Richard Pierce

Richard Pierce – author, poet, painter

Life, Writing

Day 153

Yesterday had been a good day, a day on which I got so much done that I’d wanted to do. I went off on my walk in good spirits, a mask and debit card in my pocket, the plan being to go to a DIY shop and pick up a night latch for an outward-opening door, and to see if I could give myself any ideas about how to put down slabs outside the new extension when it’s done (or even before). I spent an age in the shop, after having walked in the sun and under the canopy of the trees on the Heath, but didn’t find a suitable night latch, nor any particularly innovative or easy ideas for the slabbing. My impracticality is something which gnaws at me more than most other things, I must admit. I got home, did my stretches, devised an additional stretch set to work on my core (one which has, no doubt, been devised a million times before). At. Sat in here for 90 minutes listening to lots of new music, only a fraction of which I liked enough to include in my radio show I’m presenting tomorrow. And then I sat through the last half of The Repair Shop which had unfortunately gone down the route of repairing only things associated with the damn Jubilee. And then a sense of total and abject failure overtook me, and I haven’t been able to shake it. Part of it comes from reading articles yesterday about the inevitable and irreversible aging process, and how the composition of many people’s blood abruptly changes when they reach 70, almost overnight, after which they become ill and fragile and geriatric. It scares me, paralyses me, makes me even more aware that time is finite and running out, that I need to do more than what I’m doing to have any impact.

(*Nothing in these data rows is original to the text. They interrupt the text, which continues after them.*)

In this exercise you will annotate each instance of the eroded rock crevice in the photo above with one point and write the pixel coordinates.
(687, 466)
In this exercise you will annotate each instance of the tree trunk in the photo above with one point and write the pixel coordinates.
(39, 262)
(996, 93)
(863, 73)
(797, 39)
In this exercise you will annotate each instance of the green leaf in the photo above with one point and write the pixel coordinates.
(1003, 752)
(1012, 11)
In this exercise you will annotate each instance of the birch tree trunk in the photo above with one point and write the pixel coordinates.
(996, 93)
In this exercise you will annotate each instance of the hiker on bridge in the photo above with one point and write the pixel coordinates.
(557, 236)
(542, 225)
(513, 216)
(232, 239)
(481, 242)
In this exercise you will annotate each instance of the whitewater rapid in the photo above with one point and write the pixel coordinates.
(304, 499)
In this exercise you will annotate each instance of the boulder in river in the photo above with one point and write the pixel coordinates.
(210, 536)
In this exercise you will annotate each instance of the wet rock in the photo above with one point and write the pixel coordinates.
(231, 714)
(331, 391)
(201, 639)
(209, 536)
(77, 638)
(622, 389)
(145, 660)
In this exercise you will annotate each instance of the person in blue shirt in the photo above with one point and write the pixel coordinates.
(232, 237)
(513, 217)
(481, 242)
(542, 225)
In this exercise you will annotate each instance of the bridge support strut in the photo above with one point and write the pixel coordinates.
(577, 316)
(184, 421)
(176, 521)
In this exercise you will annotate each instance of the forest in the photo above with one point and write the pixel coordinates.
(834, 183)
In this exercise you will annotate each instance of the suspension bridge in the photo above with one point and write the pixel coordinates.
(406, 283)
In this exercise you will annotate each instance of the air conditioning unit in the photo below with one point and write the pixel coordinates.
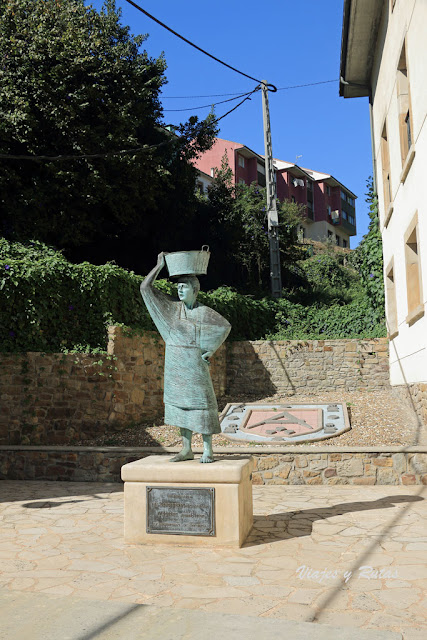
(297, 182)
(335, 215)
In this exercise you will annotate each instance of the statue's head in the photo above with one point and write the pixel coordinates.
(188, 288)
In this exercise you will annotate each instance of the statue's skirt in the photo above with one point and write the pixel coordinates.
(203, 421)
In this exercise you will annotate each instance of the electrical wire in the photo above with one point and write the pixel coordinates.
(241, 95)
(308, 84)
(237, 105)
(220, 95)
(5, 156)
(162, 24)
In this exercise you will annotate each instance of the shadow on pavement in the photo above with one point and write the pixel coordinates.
(38, 494)
(296, 524)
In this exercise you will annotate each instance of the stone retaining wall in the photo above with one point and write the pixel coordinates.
(292, 366)
(60, 399)
(417, 396)
(360, 466)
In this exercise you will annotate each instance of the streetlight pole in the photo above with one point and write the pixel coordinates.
(272, 217)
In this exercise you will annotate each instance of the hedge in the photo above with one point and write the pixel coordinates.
(49, 304)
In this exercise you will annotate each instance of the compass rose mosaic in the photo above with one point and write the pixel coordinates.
(283, 423)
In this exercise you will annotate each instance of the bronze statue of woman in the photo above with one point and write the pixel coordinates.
(192, 333)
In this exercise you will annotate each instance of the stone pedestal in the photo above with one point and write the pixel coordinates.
(188, 502)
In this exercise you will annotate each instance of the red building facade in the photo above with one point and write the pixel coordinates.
(330, 206)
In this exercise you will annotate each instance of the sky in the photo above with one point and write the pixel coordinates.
(286, 43)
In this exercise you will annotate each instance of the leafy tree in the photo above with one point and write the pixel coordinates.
(253, 251)
(74, 81)
(368, 257)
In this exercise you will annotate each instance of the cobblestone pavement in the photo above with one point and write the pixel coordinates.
(301, 562)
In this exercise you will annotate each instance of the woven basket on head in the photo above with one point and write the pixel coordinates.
(195, 263)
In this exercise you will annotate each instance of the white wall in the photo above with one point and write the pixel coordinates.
(408, 351)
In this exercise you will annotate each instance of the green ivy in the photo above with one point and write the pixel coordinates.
(368, 257)
(51, 305)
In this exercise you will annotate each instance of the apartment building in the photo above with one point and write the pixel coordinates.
(384, 57)
(329, 206)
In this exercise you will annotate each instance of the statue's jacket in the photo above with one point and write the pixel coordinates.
(187, 381)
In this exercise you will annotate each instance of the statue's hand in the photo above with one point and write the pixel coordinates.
(206, 356)
(161, 259)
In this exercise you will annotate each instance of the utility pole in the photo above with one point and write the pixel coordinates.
(272, 217)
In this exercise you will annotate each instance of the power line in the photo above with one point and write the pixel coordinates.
(220, 95)
(248, 97)
(241, 95)
(5, 156)
(162, 24)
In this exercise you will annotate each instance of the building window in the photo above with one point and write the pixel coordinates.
(413, 273)
(404, 106)
(390, 291)
(385, 160)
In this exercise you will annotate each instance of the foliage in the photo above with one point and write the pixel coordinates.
(75, 81)
(49, 304)
(354, 320)
(368, 257)
(326, 270)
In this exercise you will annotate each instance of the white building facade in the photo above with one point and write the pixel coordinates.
(384, 57)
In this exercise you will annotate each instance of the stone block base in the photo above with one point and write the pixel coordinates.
(232, 516)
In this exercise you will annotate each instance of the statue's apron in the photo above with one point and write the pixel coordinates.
(189, 397)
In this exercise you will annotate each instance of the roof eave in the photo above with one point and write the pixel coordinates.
(361, 20)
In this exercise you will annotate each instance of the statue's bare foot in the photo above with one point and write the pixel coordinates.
(183, 455)
(206, 458)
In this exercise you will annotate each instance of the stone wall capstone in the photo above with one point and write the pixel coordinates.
(407, 466)
(287, 367)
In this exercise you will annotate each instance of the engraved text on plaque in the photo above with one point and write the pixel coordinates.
(181, 511)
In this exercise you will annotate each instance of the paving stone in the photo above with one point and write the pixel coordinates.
(83, 554)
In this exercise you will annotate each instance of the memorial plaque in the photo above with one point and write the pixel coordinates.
(187, 511)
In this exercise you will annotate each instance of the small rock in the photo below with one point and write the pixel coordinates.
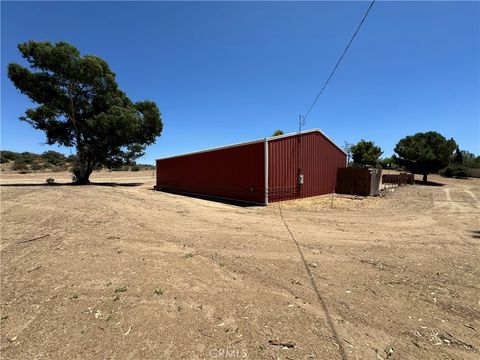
(11, 338)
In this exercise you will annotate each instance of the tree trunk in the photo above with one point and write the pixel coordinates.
(425, 178)
(83, 169)
(82, 174)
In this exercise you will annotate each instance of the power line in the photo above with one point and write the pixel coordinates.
(339, 60)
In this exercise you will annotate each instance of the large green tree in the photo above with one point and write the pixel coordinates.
(80, 105)
(365, 153)
(424, 153)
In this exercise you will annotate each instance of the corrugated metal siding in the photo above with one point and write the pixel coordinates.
(317, 158)
(233, 173)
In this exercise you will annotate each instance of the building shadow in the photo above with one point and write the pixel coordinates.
(216, 199)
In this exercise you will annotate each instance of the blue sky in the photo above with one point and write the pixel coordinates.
(228, 72)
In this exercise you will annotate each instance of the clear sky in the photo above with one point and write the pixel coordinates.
(228, 72)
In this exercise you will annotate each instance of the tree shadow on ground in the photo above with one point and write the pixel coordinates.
(110, 184)
(428, 183)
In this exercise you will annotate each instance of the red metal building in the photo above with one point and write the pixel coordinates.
(262, 171)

And so I lay awake for almost an hour, unable to get to sleep, disturbed by all the noises to which I seem to have become hypersensitive lately, and the colours they make explode in my head, and the racing thoughts they light the fuse of, and the restless mind they encourage to be even more restless. So I got up, stumbled through the dark house, blinked into the light I turned on, fetched wine and cashew nuts, and sat and read more of The Priory Of The Orange Tree, which A recommended to M and me, and which I am enjoying immensely (if with a sense of envy that I can’t just sit and write all day every day, that I have yet to see someone in a train, or on the Tube, or on a bench in a park somewhere, anywhere reading a book of mine). I guess that’s another thing that gnaws at me. That’s where the sense of all-encompassing failure comes from. I went to bed after 1am after scribbling a last-minute thought of a poem into my small notebook, and woke up at 7 feeling dreadful and staying in bed till almost 8.

And yet it shouldn’t be like that. B, one of my most steadfast and kind listeners and readers, had sent a DVD of Cyrano because none of the three of us managed to catch a viewing in the cinema, a gift which touched me immensely with its thoughtfulness and care. Enough to make a grown man cry, and to get the validation he has given up seeking.

But it’s this black dog of the sense of failure that forever wraps itself around my legs, falls asleep on them, and stays there. Perhaps that’s why I don’t actually like dogs that much. And what targets I am failing against is a question I do know the answer to – it’s something that was just about beaten into me when I was a child. Compounded by the perpetual state of worry about all and sundry – and that can trace its root back to my youth, too, when I was having to constantly worry about being in the good books of the head of the household, who had the power, and exercise it, of excising those who failed from the family circle.

That’s where I come from, and that’s what I’ve always tried to escape from. And writing, when I can, is a blessed escape.